This radio station started off as a personal technical project way back in the day where USR Robotics has just produced a 14k4 Sportster modem and I was able to listen to the very few internet radio stations that you could receive via the world wide web found by searching Usenet user groups and my new Netscape Navigator browser. Quality was poor but it was more stable and perhaps, just perhaps, better than it was listening to Radio Luxembourg on 208m (1432kHz) Medium Wave.
In 2004 I launched 60 North FM which was a dedicated tourist information radio service to provide local information and interpretation of the different geographical areas of Shetland that was conveyed in a relaxed ‘story-telling’ format by local experts. Thanks to David Watson for believing in me and giving me the opportunity to take it forward at a time when everyone was a self-confessed luddite and proud of it.
The service was expanded in 2005 to six transmitter sites in Shetland; Unst, Eshaness, Brae, Walls, Bressay and Sumburgh Head operating in 87.7MHz and licensed under OFCOM’s restricted Low Power FM Radio service. Local music was programmed alongside the interpretative content and it allowed for a ‘Shetlandic’ feel where both local information and local musicians could inform and inspire the many visitors to Shetland. The Shetland fiddle could now be heard online and on-air 24×7 – marmite, some might say.
A new studio was created in the Hoswick Visitor Centre and the first live programming was done from this location however it was short-lived as the broadband connectivity was just not capable of sustaining the operation although things have improved significantly today. Marjolein & Dirk Robertson, Kathie Hubbard were just a few people who inspired me to continue to consider a means to provide an outlet for local programming and to develop potential talent through a community radio approach.
In 2014 the wheels were coming off the wagon. Almost all the FM transmitters had been damaged – usually lightening induced issues or problems caused by power surges. I remember the feeling of despair looking at the missing antenna in Unst that a storm had snapped like a twig…the antenna was never found! So one by one the FM stations came off-air and we focussed as an online service only and also moved into a studio in the new cinema and music venue – Mareel – thanks to the support of Shetland Arts Development Agency’s Director, Gwilym Gibbons, and his production manager, Iain Waddell.
The period 2014-17 was a challenging time on so many fronts that even a further studio move to premises at 4 Market Street in Lerwick could not solve. We did manage to introduce Tom Morton’s Beatcroft Social radio show to the station and managed some amazing technical achievements from this new location as it was so well connected to the internet via local internet service provider, Shetland Broadband. ISP founder, Ian Brown, has helped me on so many levels over the years. The concept of visualising radio was firmly established in our mindset. We entered into a new collaboration with local radio station SIBC to allow them to get online and in return their technical guru, Bo Anderson, helped me develop our approach to station automation.
By the end of 2017 we had created an amazing team – that blend of youth and maturity that just makes things happen. We’d all been on one helluva a journey (and not always the same one). Two-way knowledge sharing, loads of stress, many tears shed but most importantly that team had fun and established a strong bond.
2018 was a blur as all efforts were placed on getting Shetland Webcams up and running again and the challenges of a major crowdfunding campaign. Radio was way down the list however it was radio and Tom Morton’s Beatcroft Show that we re-established just to act as an anchor for the campaign.

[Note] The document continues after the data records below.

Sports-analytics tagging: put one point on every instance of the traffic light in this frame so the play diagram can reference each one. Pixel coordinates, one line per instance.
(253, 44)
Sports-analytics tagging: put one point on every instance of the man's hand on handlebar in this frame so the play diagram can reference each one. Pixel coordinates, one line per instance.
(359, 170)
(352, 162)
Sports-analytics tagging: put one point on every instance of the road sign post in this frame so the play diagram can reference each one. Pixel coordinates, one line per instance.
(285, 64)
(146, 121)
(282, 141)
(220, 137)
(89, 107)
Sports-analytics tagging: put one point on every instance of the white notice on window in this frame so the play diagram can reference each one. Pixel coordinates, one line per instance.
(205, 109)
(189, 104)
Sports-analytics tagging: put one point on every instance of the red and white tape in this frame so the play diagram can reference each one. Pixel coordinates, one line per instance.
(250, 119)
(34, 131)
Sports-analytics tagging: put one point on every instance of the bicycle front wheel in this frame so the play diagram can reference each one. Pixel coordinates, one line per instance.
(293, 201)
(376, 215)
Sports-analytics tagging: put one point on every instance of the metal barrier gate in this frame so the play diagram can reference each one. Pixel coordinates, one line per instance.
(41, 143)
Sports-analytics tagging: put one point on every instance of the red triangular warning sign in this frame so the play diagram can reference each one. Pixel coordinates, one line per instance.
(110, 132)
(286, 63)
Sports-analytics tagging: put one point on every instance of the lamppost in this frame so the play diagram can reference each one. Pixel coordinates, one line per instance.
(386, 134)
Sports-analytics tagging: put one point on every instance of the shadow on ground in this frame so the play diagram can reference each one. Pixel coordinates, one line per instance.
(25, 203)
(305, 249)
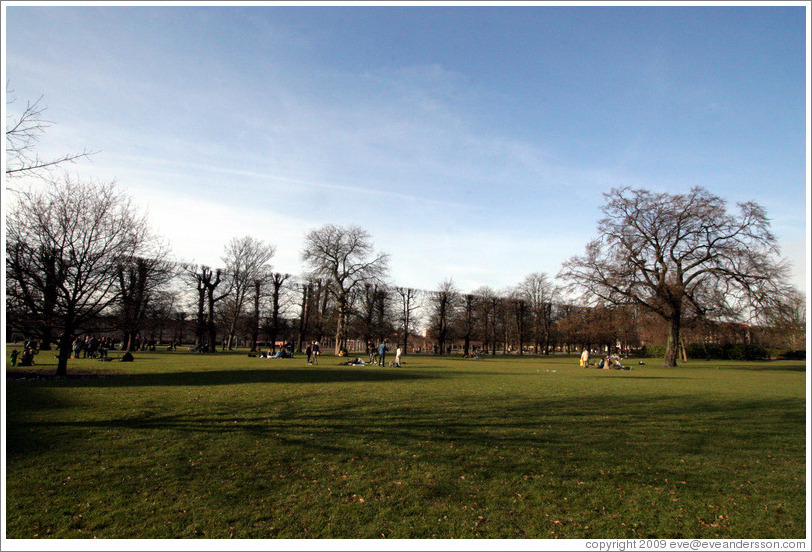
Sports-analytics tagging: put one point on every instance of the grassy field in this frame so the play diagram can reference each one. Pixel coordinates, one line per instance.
(227, 446)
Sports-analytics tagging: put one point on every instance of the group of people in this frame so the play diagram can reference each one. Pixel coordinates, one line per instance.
(92, 347)
(313, 351)
(377, 355)
(606, 362)
(26, 358)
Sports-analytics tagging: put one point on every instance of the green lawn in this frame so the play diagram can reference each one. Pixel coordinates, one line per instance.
(227, 446)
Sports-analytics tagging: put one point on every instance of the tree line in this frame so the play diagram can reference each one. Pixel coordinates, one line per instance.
(80, 258)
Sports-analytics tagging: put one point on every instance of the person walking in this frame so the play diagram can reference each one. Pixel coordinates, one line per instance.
(382, 348)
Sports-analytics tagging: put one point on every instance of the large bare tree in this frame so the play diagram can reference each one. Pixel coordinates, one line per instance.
(345, 257)
(23, 132)
(444, 304)
(678, 255)
(409, 303)
(246, 259)
(65, 243)
(539, 292)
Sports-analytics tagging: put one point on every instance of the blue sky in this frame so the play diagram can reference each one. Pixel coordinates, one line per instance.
(473, 143)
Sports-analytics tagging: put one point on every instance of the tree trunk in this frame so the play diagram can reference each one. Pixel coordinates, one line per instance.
(255, 321)
(672, 345)
(65, 350)
(342, 320)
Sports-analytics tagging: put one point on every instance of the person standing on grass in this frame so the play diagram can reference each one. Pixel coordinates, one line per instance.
(382, 348)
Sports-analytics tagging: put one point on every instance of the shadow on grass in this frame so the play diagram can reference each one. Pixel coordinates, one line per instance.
(566, 428)
(226, 377)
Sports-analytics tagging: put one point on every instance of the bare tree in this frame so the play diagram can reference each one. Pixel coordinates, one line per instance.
(275, 322)
(344, 256)
(23, 133)
(787, 319)
(63, 259)
(539, 292)
(206, 280)
(409, 304)
(140, 279)
(444, 304)
(245, 260)
(674, 254)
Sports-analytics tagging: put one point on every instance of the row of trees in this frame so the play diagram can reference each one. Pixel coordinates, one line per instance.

Despite Tom’s health scares he was there to support me, as was Iain and the many other people across the world that have continued to support these initiatives.

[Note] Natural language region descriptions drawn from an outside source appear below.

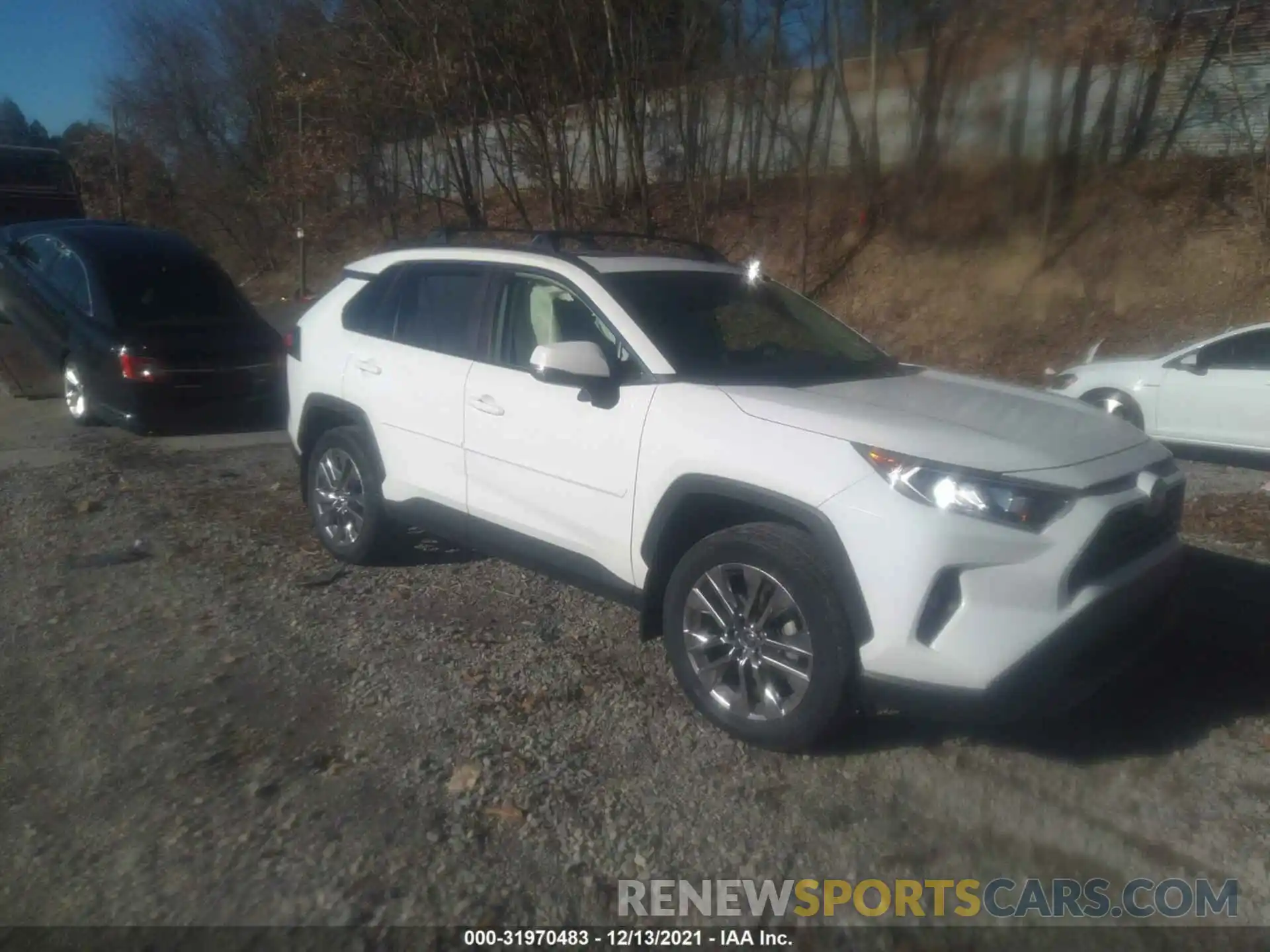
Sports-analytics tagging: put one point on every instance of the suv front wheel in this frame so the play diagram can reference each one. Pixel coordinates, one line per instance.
(345, 498)
(759, 637)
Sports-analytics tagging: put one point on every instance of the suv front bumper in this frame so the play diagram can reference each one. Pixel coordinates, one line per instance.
(1035, 619)
(1086, 653)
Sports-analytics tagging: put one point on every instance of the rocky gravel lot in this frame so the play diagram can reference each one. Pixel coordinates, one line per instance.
(205, 721)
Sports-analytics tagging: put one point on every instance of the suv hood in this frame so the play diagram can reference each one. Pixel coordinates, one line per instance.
(947, 418)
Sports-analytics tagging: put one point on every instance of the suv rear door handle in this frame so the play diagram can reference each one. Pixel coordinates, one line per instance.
(487, 405)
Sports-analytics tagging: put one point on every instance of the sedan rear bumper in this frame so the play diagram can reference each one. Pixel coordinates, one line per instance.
(163, 408)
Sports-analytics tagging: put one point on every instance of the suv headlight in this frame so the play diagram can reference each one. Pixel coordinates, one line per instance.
(981, 495)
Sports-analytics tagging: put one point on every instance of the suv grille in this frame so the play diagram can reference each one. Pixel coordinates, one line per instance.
(1126, 536)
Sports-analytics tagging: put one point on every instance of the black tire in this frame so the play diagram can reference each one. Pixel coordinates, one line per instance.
(789, 556)
(71, 370)
(378, 536)
(1127, 409)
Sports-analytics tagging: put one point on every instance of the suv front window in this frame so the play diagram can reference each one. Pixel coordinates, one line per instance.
(722, 327)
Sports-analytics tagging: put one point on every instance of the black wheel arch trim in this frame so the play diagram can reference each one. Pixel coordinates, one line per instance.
(325, 401)
(807, 517)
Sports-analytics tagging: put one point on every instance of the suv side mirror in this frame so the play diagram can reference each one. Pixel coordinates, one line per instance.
(1191, 362)
(578, 362)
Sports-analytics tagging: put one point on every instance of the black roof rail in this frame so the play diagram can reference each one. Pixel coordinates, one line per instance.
(552, 241)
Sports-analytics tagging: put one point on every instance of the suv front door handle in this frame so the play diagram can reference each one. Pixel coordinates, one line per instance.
(487, 405)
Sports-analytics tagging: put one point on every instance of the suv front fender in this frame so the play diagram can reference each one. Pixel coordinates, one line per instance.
(698, 504)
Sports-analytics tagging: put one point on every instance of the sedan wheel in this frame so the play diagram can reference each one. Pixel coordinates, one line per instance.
(75, 393)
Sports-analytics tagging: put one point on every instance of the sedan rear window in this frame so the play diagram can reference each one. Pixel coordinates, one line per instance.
(150, 287)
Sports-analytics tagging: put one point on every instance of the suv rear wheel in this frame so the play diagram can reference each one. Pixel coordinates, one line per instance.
(345, 499)
(757, 637)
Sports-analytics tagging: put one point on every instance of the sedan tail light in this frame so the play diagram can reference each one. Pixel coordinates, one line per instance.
(144, 368)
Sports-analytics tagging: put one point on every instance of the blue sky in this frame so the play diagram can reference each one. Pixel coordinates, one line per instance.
(54, 55)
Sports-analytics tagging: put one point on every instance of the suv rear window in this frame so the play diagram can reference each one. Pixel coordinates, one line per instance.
(722, 327)
(44, 173)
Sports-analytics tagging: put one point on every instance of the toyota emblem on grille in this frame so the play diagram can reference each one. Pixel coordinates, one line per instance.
(1155, 491)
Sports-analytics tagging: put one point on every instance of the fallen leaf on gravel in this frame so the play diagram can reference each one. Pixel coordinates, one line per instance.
(327, 578)
(507, 813)
(118, 556)
(464, 778)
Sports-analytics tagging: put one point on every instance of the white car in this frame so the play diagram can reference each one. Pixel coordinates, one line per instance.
(1212, 394)
(813, 527)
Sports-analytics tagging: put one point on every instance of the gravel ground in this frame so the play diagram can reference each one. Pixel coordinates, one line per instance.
(219, 727)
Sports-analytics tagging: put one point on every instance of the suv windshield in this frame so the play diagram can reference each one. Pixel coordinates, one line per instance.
(165, 287)
(723, 327)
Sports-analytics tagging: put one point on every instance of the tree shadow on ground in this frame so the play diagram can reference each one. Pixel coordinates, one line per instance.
(1245, 460)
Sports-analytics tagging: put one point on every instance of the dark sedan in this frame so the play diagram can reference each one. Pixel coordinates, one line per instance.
(146, 331)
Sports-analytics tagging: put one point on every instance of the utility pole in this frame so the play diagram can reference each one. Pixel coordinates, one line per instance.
(300, 227)
(114, 159)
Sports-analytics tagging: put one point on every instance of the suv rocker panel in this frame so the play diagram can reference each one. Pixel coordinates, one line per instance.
(462, 530)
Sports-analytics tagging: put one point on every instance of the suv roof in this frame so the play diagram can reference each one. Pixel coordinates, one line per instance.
(554, 241)
(452, 244)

One year on since the end of the RedEye Campaign and with the official start of summer in 2019 we re-relaunched the new 60 North Radio platform. We added new presenters such as Mike Marwick, Bill Black and Colin MacDonald and commenced developing both the format and the systems purely for internet broadcasting.
Fast forward a few years and despite the global pandemic the station continues to develop with Mike Wade, Clive Munro and Tom Morton all back broadcasting. The difference is that no one ever comes to a studio and likely never will.
60 North Radio is now purely an internet radio station with a focus now on supporting remote contribution broadcasting where we bring the station virtually to the presenter and it seems to work quite well. During lockdown the station gained a number of new listeners and we have kept many of them despite the amazing competition there is in this media space.
A website refresh was overdue so this has now been completed for the end of 2021
The station started using one shared media server in the UK but on December 8th 2021 we have finally completed the build of our global CDN to serve listeners from high capacity streaming edge servers in Chicago, London, Singapore and Sydney.
And finally, I am dedicating this to my father, John Steven, who died 1st June 2014. He was the person responsible for getting me hooked on all aspects of technology and was an avid supporter of all my crazy ideas.